Sql-server – Gaps and Islands – Finding the Nearest Island

gaps-and-islandssql serversql-server-2012sql-server-2016

I am working with the following scenario where I have temporal data that falls into islands and gaps. Every once in a while I need to associate an event that falls within an existing gap to its nearest island based on the time of the event.

To demonstrate, let's say I've got the following data defining my time periods:

enter image description here

This data is contiguous except for a gap which exists between IDs 2 and 7, for the time period 2017-07-26 00:03:00 through 2017-07-26 00:07:00.

In order to identify the nearest island, I am currently splitting the gap into two periods as follows:

enter image description here

If I have an event that falls within this gap, the GapWindowStart/End times will determine which island I need to associate the event with. So, for instance, if I have an event that occurs at 2017-07-26 00:03:20, I would associate that event with ID 2 and conversely if I had an event occur at 2017-07-26 00:05:35 I would associated that event with ID 7.

The most efficient way I've been able to code my approach, thus far, is to assemble the gaps using Itzik Ben-Gan's 3rd solution from SQL Server MVP Deep Dives book via the ROW_NUMBER window function and then split the gaps per a CROSS APPLY statement which acts like a simple UNPIVOT operation.

Here is the db<>fiddle plan of the approach I'm using to assemble the nearest island set.

With the nearest islands identified, I use an event's event time to identify the nearest island to associate said event with. Because these islands are volatile throughout the day, I cannot make a static master table, but instead have to rely on constructing everything at run-time when the events are encountered.

Here is a db<>fiddle plan showing what NearestIsland value should be used against a random event time.

Are there any better ways to figure out the nearest island for a given event that would normally fall into a gap?
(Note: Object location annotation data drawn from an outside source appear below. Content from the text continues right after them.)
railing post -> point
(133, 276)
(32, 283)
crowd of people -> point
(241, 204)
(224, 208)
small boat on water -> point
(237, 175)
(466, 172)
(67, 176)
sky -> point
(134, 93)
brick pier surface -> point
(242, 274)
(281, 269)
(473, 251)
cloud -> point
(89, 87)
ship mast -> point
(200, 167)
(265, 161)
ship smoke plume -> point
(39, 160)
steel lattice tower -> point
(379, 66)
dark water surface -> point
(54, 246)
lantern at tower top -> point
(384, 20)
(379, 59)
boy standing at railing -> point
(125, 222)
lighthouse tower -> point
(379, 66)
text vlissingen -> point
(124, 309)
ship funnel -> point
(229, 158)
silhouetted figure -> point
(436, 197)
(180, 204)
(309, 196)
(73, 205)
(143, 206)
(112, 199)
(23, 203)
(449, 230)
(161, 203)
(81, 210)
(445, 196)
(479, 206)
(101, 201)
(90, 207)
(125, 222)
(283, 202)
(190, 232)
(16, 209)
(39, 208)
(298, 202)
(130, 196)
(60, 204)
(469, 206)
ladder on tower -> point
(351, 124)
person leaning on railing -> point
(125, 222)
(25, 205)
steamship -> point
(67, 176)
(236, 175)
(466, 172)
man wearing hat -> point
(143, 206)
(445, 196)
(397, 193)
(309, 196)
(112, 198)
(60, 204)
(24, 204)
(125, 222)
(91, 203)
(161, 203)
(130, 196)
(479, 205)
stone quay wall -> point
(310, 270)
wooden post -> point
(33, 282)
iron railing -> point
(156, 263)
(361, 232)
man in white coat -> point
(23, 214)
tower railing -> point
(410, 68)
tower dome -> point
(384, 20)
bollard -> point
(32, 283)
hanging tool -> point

For instance, is there a more efficient method to identify the gaps or a more efficient way to identify the nearest island? Am I even going about this in the best logical way? There's nothing critical about this question, but I'm always trying to figure out if there's a "better" approach to things and I think this problem lends itself to some creativity so I'd love to see other performant options.

The current environment I'm working on is SQL 2012, but we'll be migrating to a SQL 2016 environment shortly, so I'm open to pretty much anything.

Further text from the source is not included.